Pero igual lo volví a palpar con el profesor Javier Lavalle, ese solitario y atormentado provinciano llegado a la Ciudad de México en los años cincuenta del siglo pasado y que fuera dibujado sin contemplaciones en Después de todo, de José Ceballos Maldonado. Ese profesor Lavalle, temeroso de sí, avergonzado de sí, que deambulaba por las calles de la colonia Juárez, todas las noches, a la caza de cuerpos febriles o de abrazos ya fueran fortuitos o comprados. Se trató de un diálogo hoy inextricable con esa generación, herencia de otras miles de generaciones: todas encerradas con sus miedos en armarios.

Otro soliloquio lo tuve con el desparpajado Adonis en El vampiro de la colonia Roma, de Luis Zapata. Impetuoso, bragado, decidido. Lo alcancé hasta la esquina de Insurgentes con Baja California para el encuentro. Sonriente, pícaro, en la entrada del centro comercial Las Américas. Fue el inicio de otro diálogo, contrastante. Si José Ceballos Maldonado coloca en el centro de su relato la figura de un maestro pedófilo, Luis Zapata consolida la figura de un adolescente prostituto. Si en Después de todo la trama refiere a la culpabilidad de la condición homosexual, en El vampiro de la colonia Roma esa condición ya no es motivo de culpa o vergüenza.



Debió haber sido en noviembre del 2001 que me topé con Harold Brodkey. Ahora lo recuerdo con más claridad por la intensidad del viento helado que traspasó por el ventanal de mi departamento el día 22. Jueves. Sí, ahora caigo. El recuerdo es exacto y tan imborrable en mi memoria como la frase que resume el Banquete en Platón.

Al maduro Harold le agradecí su sinceridad en medio de un tiempo de histerias, ruidos y más estridencias de odio y prejuicio. Todavía se lo agradezco. Dotó al diálogo de una fortaleza de acero. Inquebrantable para seguir resistiendo. Recuerdo que ni siquiera pidió explicaciones, ni gratificaciones ni menos aún, salvación. Harold, tan duro como su propia piel. En su sinceridad hasta me pareció que se reía de mí y todos. Algo sí que advirtió en Esta salvaje oscuridad, y es lo poco fructífero y el sinsentido “de dejar la memoria en manos y bocas ajenas”. Quizá sea verdad, Harold.

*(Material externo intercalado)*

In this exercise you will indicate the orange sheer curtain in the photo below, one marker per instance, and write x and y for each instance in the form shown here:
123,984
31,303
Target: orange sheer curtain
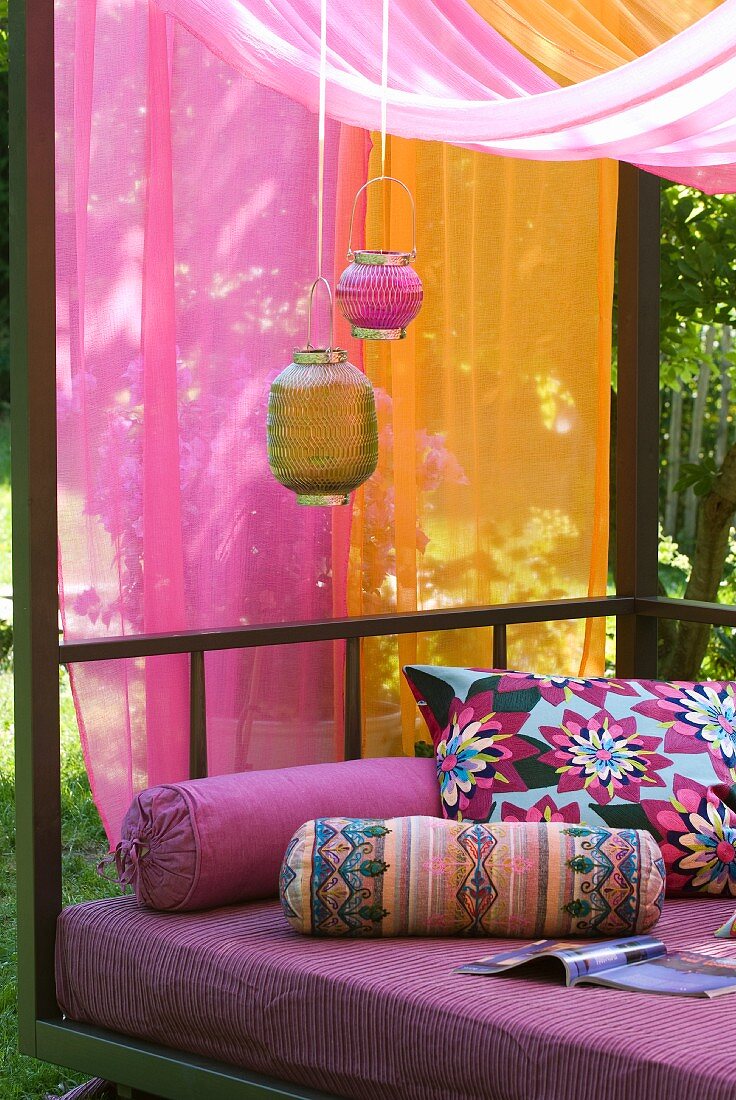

En todo caso, el asunto de ese diálogo, volvía a caer en la cuenta, es el amor.

También es verdad que algo parecido me había sucedido con Hervé Guibert, el ansioso fotógrafo y amante de Michel Foucault, quien se mantuvo vigilante hasta el final como un animal desbocado contra reloj, documentando, exhibiendo, rastreando hasta el más mínimo proceso de la seropositividad. Como aquella descripción de su viaje a México, en 1983, “del absceso en la garganta y los ganglios de Jules”. Como en su puntual, descarnado, cruento y tierno diario ofrecido Al amigo que no me salvó la vida.

Hervé Guibert, 1985. Fotografía por Louis Monier.Gamma-Rapho. Getty Images.

Apenas hace dos años, de la mano de Philippe Sands, en ese portento de libro llamado Calle Este-Oeste me permití husmear y maravillarme de su pasado. O mejor dicho, de los rastros dejados por su abuelo León en esos años irracionales del nazismo, del odio a los judíos y la saña contra los otros. Paso a paso. Huella tras huella. Amorosamente rastreando dato con dato, Sands me reventó en la cara una herencia tan rica como diversa. Y miré este presente. Me volvió a mí. Y recapitulé que todos estos acercamientos, en cada una de las lecturas, no ha sido otra cosa más que estar deliberando con lo diverso. Con uno mismo.

Y concluí que el asunto de estos diálogos es el amor.